One of the biggest mistakes I see many of my clients make about exercise is that they display all-or-nothing thinking about what exercise entails. Last fall, my client Mark was going on long walks for exercise. Most days he would go for at least an hour, sometimes upwards of two hours. Over the long and snowy winter, Mark fell out of the habit of walking outside. As the temperatures started rising and the snow melted the past few months, I asked Mark if he had gotten back to walking. He admitted that he hadn’t. His schedule had shifted, and he was much busier at work. Mark told me that he hadn’t been able to carve out an hour, let alone two hours, any day.

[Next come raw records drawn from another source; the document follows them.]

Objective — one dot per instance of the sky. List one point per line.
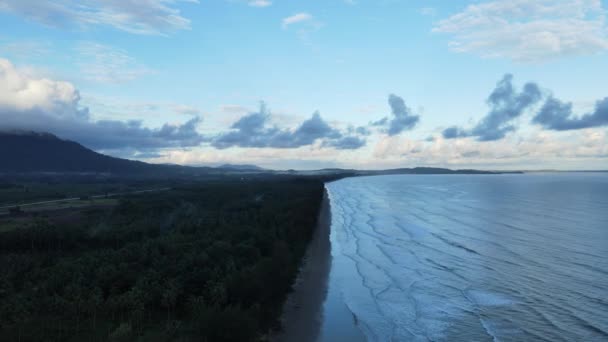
(294, 84)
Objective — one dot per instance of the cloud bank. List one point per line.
(255, 130)
(133, 16)
(557, 115)
(402, 118)
(31, 103)
(528, 30)
(506, 105)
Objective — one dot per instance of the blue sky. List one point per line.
(193, 73)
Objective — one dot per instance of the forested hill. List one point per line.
(34, 152)
(44, 152)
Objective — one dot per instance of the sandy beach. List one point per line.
(314, 311)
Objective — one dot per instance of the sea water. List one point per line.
(471, 257)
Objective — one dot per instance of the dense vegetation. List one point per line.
(208, 261)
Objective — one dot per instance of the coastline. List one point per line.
(313, 301)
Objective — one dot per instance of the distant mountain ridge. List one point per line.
(25, 152)
(22, 151)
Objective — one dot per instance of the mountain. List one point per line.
(33, 152)
(240, 167)
(24, 152)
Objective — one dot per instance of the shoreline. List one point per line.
(314, 310)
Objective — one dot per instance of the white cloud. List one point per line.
(260, 3)
(296, 18)
(134, 16)
(538, 149)
(428, 11)
(21, 92)
(107, 64)
(528, 30)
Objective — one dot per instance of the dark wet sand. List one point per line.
(314, 311)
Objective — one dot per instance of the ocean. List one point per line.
(515, 257)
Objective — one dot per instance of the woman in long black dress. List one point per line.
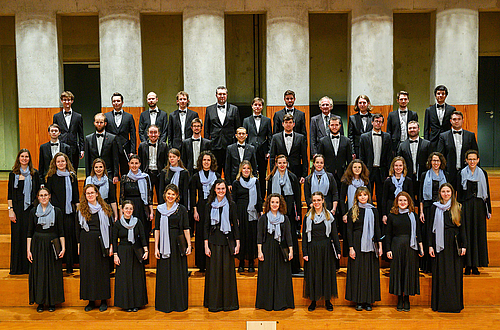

This was classic all-or-nothing thinking! Mark had it in his head that a walk was at least an hour long. If he didn’t have an hour, then he couldn’t do anything. I reminded Mark that there were 59 other options between a 60-minute walk and a 0-minute walk, and that anything was better nothing. A five-minute walk was better than a zero-minute walk! Mark and I agreed that it was actually important for him to schedule in some smaller walks throughout the week, even if he had time for a longer one. This would teach him that a walk could be any length of time.

When I started working with my client Rachel, she told me that she signed up for a marathon for the past three years to motivate herself to train and start exercising. Because the idea of doing a marathon was so overwhelming, she ended up doing nothing each time. Much like Mark, Rachel needed to start small and prove to herself that exercise could be anything; it didn’t have to be a marathon. She decided to sign up for a 5K instead. For the first time in several years, she was able to start training and get back to exercise.Woman hiking and thinking

I also saw all-or-nothing exercise thinking in my client Jen. Like Rachel, Jen used to be a big runner, but she slowly stopped running and gained a lot of weight. Jen wanted to get back to exercise, but every time she tried, she got demoralized from how hard it felt. Wanting to immediately be as fit as she used to be stopped Jen from doing anything, so we worked hard on not comparing where she was today to where she had been years ago. Jen was able to let go of her expectations on where she thought she “should” be and start small. She was able to return to a much stronger level of fitness over time.

If you tend have all-or-nothing thinking about exercise, start small! Even if you have the time to do more, prove to yourself that exercise can be any amount of time and break the thinking pattern that says exercise must be long, hard, or very rigorous. Anything is better than nothing!